The same [observation may apply to English verse], though perhaps not so fully. Many of our syllables containing shortly sounded vowels, such as a Hebrew scholar might call Sheva and its compounds, pronounced distinctly, but two in the time of an ordinary syllable, may be found to give an elegance to the line, which would sound faulty with only one of them. But we may go further, and observe, that as in music the melody may be continued by the pause, instead of a note in the bar, so in a line, a pause with one or more long syllables may have the effect of a syllable, instead of the sound or foot to make up the measure. Readers of poetry will not require to be reminded of instances of this adaptation of sounds, and if they notice any such lines in these translations, they will perceive that they have been written in accordance with the precepts referred to.

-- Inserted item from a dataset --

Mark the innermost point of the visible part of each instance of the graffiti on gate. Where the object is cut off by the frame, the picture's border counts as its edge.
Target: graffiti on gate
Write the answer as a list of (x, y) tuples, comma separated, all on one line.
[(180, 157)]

It must be acknowledged, that in the generality of his poems, Martinez de la Rosa has not risen to any such height of sublimity or fancy as to give him a place in the superior class of poets. But one of the latest critical writers, Ferrer del Rio, who has given a more disparaging estimate of his poetical talents than justice might award, pronounces the ‘Epistle to the Duke de Frias’ as a composition for which “judges the most grave and least complaisant might place him on the top of Parnassus.” The ‘Remembrance of Spain,’ Del Rio declares to be poor in images, without feeling or depth, but with much of pastoral innocency. The ‘Return to Spain’ is, according to him, a mere itinerary of his travels, more than an expression of pleasure on escaping from past evil. But in the ‘Epistle to the Duke de Frias,’ he finds “true-felt inspiration, an appropriate expression, and a plan well traced out,”—“without vagueness or artificial labour, but with phrases that soften and ideas that satisfy the mind,” becoming the subject.

Another anonymous critic finds the writer dwelling too much on the remembrance of his own sorrows, instead of offering consolation to the mourner, and some incongruity in felicitating him on having witnessed the last pangs of mortality. But these topics, on such an occasion, are true to nature. Grief is apt to be egotistical, and the mind cannot but dwell on the subject in which it is absorbed. Nor is the other a less natural suggestion; and thus we may observe, that the great master of antiquity represents the sweetest of his characters lamenting that she had not been by the side of her lord at such a time, as the height of her misfortune, to receive his last embrace, and his last word to be remembered ever after:—

Ἕκτορ, ἐμοὶ δὲ μάλιστα λελείψεται ἄλγεα λυγρά.

Οὐ γάρ μοι θνήσκων λεχέων ἐκ χεῖρας ὄρεξας

Οὐ δὲ τί μοι εἶπες πυκινὸν ἔπος, οὖ τέ κεν αἰεὶ

Μεμνῄμην νύκτας τε καὶ ἤματα δακρυχέουσα.